Ein Ereignis beschäftigt die Bewohner
Bukarests in diesem belasteten Frühling besonders:
Eine Frau wurde von einem Schlägertrupp in ihren eigenen vier Wänden überfallen
und misshandelt, ihre Haustiere wurden allesamt getötet und die Wohnung in
Brand gesteckt ...
Auf der riskanten Suche nach den Mördern seines Vaters irrt und strebt Anatol
Dominíc Váncea Voinóv durch die Wirren des rumänischen Alltags zur Zeit der
Ceauçescu-Diktatur, führt den Leser durch seine Welt der flüchtigen Begegnungen
im starren Rahmen seiner peinlich genauen individuellen Alltagsroutine.
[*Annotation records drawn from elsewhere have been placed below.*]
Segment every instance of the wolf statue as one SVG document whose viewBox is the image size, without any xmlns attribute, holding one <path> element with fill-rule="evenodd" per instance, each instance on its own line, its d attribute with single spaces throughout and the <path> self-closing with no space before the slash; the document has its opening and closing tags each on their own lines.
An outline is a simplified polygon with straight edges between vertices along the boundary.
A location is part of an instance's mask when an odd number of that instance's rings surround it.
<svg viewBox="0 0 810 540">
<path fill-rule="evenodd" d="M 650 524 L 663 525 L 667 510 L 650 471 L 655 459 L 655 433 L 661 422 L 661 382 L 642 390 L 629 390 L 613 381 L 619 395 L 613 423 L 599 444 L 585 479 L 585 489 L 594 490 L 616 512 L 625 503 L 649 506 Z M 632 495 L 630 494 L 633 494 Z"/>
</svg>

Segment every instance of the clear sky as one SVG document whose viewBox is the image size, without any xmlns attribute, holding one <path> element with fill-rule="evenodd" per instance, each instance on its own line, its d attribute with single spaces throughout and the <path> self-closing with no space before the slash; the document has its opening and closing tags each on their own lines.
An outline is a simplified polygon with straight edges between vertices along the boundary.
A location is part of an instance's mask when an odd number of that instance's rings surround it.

Der
ehemalige Professor musste seinen Beruf infolge eines fatalen Missgeschicks
aufgeben; seither versieht er Dienst als Portier in einem verrufenen Hotel und
versucht, seine Bekannten in schier endlosen Monologen für allerlei sonderbare
Theorien zu begeistern.
Manea beherrscht das Kunststück, durch
Momentaufnahmen inhaltliche Dichte ohne sprachliche Schwere zu erschaffen; eine
elegante Dichte, die den Leser nicht erdrückt, sondern bezaubert und genug Raum
für eigene Schlussfolgerungen belässt. Ein intensives Meisterwerk der rumänischen
Literatur, das der Autor nach Ende der Ceauçescu-Diktatur überarbeitete, und
dessen Bedeutung weit über jene eines Zeitdokumentes hinausreicht.
Norman Manea wurde 1936 in der
Bukowina geboren, 1941 mit seiner Familie
deportiert. Er überlebte das Vernichtungslager und emigrierte in die USA.
(kre)
Norman Manea: "Der schwarze
Briefumschlag"
Roman. Aus dem Rumänischen von Paul Schuster.
Gebundene Ausgabe: Hanser, 1995. 352 Seiten.
ISBN 3-446-18292-6.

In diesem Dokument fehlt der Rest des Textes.